I want research
licence to grow pure cannabis
Source: ic North
Wales
Pub Date: Friday 16 January 2004
Subj: I want
research licence to grow pure cannabis
Author: Carl
Butler
URL: http://icnorthwales.icnetwork.co.uk
Ref:
http://www.ccguide.org/bbci170104.php
I want research
licence to grow pure cannabis
A CANNABIS
campaigner on trial for drugs charges yesterday told a jury he had applied for
a Home Office research licence to grow the drug.
Jeff Ditchfield,
43, of Rhyl, told Chester Crown Court street cannabis from "dealers and
gangsters" was usually so polluted it contained only 5-8pc of the drug.
He told the
jury: "I have written to the Home Office asking if I can have a research
licence so that I can cultivate and grow it to produce pure cannabis.
"The Home
Office are asking for more information and I am still in dialogue with
them."
Ditchfield, of
Water Street, has pleaded not guilty to two charges of possession of cannabis
and canna-bis resin and two charges of possession with intent to supply
cannabis and cannabis resin, after police found the drugs in his car on
September 6 last year.
Police had
executed a search war-rant at his shop, Beggars Belief, at Water Street.
The court heard
the shop was equipped to sell "horticultural materials". Asked if
this was for growing cannabis, Ditchfield said it could be, but all the
equipment was legal and could equally be used for growing any plants.
The jury went
out at 3pm yesterday and are expected to deliver ar verdict this morning.
Ditchfield
admits the drugs were his and that he would have supplied them to someone who
was in genuine medical need.
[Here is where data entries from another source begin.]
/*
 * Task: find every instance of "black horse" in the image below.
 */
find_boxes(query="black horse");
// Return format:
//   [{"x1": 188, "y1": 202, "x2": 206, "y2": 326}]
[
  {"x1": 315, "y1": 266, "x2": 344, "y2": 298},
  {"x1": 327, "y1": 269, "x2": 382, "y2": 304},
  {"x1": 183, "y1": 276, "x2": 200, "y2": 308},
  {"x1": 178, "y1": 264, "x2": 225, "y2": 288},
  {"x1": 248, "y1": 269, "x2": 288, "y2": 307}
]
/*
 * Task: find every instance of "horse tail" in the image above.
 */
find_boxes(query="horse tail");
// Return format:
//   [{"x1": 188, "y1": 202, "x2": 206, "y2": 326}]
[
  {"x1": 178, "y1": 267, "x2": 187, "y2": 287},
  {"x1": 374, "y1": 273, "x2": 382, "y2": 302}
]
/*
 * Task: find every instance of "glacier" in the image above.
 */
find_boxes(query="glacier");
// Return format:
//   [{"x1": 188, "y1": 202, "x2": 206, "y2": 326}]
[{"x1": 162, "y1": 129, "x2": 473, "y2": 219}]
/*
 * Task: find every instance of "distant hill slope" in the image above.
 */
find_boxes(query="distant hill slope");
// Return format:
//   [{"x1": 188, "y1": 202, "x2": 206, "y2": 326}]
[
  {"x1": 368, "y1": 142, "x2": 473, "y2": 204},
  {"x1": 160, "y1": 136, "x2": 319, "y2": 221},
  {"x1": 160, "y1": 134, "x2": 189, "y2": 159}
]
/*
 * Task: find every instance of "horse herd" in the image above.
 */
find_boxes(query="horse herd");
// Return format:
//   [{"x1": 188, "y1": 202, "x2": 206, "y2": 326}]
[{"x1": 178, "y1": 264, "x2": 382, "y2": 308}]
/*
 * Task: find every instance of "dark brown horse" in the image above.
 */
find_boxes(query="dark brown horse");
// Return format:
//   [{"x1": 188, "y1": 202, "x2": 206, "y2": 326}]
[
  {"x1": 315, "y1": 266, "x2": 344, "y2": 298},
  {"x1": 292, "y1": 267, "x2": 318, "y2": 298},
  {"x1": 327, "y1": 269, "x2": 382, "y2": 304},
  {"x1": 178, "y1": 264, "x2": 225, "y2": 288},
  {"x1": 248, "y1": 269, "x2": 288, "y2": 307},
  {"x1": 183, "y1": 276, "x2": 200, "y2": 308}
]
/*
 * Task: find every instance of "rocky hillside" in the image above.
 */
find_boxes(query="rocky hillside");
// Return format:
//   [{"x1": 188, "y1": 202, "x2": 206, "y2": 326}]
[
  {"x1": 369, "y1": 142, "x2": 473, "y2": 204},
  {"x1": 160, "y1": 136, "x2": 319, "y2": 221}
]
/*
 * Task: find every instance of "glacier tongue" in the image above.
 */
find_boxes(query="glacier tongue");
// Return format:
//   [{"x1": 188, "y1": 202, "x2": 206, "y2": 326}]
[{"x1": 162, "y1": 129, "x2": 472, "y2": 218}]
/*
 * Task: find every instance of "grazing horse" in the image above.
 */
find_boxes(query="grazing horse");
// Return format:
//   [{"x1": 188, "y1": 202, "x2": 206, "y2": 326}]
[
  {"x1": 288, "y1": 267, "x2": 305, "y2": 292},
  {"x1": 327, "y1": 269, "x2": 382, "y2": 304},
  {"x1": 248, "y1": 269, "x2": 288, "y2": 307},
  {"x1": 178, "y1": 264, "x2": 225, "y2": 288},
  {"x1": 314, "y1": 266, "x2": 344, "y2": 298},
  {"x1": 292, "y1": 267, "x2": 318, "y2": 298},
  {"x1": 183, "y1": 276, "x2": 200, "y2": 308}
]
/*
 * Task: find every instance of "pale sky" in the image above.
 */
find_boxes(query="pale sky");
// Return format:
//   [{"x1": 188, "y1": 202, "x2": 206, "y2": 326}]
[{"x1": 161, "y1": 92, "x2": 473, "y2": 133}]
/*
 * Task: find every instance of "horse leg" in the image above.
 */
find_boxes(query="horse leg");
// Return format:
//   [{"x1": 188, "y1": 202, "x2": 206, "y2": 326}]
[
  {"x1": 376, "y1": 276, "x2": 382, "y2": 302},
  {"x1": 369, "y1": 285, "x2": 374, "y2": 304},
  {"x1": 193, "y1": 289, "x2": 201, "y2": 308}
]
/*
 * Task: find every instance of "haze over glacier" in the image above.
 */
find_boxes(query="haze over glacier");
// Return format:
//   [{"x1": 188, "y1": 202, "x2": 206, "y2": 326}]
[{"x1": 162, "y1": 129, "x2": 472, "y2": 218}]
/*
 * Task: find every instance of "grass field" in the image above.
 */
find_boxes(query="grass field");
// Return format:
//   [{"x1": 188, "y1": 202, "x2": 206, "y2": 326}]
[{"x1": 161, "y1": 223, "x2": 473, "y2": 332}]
The jury heard his defence is one of
"necessity" - that he kept the drug because he genuinely believed it
should be administered to someone in pain.
Multiple
sclerosis sufferer, excouncillor Glyn Williams, of Caerwys, told the court how
Mr Ditchfield had supplied him with cannabis which had given him more relief than
any other drug he had been prescribed over 20 years.
Karl Scholz,
prosecuting, told the jury: "The outcome of this case is important. You
should put aside your own views about whether you think cannabis should be
legalised or not, or whether it is beneficial.
"Do you
think it is reasonable or necessary that a person not medically qualified
should be allowed to maintain a stock of cannabis for him to decide on an
application being made to him, whether to prescribe cannabis, and in what
quantities.?"
Summing up, Mr
Recorder Elgan Edwards, who described Ditchfield as a "intelligent and
likeable man" said: "It is not your role or mine to decide whether
cannabis should be legalised. The fact is cannabis and cannabis resin is
illegal and to supply it is illegal."